Cost Eff Resour Alloc ; 11(1): 29, 2013 Nov 16.
Artigo em Inglês | MEDLINE | ID: mdl-24238629

RESUMO

BACKGROUND: Cost of illness studies are needed to provide estimates for input into cost-effectiveness studies and as information drivers to resource allocation. However, these studies often do not differentiate costs associated with the disease of interest and costs of co-morbidities. The goal of this study was to identify the 1-year cost of ischemic stroke compared to the annual cost of care for a comparable non-stroke group of South Carolina (SC) Medicare beneficiaries resulting in a marginal cost estimate. METHODS: SC data for 2004 and 2005 were used to estimate the mean 12 month cost of stroke for 2,976 Medicare beneficiaries hospitalized for Ischemic Stroke in 2004. Using nearest neighbor propensity score matching, a control group of non-stroke beneficiaries were matched on age, gender, race, risk factors, and Charlson comorbidity index and their costs were calculated. Marginal cost attributable to ischemic stroke was calculated as the difference between these two adjusted cost estimates. RESULTS: The total cost estimated for SC stroke patients for 1 year (2004) was $81.3 million. The cost for the matched comparison group without stroke was $54.4 million. Thus, the 2004 marginal costs to Medicare due to Ischemic stroke in SC are estimated to be $26.9 million.
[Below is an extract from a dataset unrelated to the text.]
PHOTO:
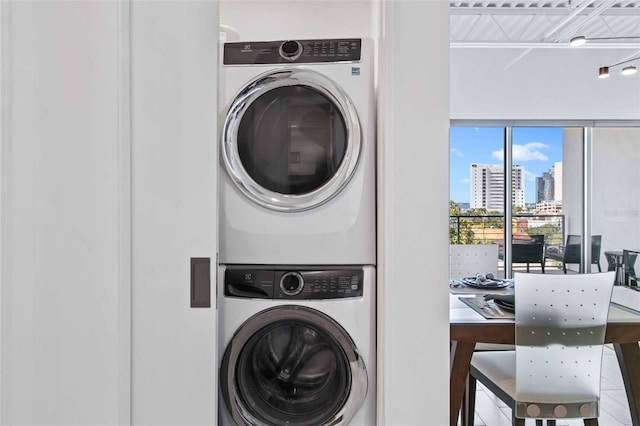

CONCLUSIONS: Accurate estimates of cost of care for conditions, such as stroke, that are common in older patients with a high rate of comorbid conditions require the use of a marginal costing approach. Over estimation of cost of care for stroke may lead to prediction of larger savings than realizable from important stroke treatment and prevention programs, which may damage the credibility of program advocates, and jeopardize long term funding support. Additionally, correct cost estimates are needed as inputs for valid cost-effectiveness studies. Thus, it is important to use marginal costing for stroke, especially with the increasing public focus on evidence-based economic decision making to be expected with healthcare reform.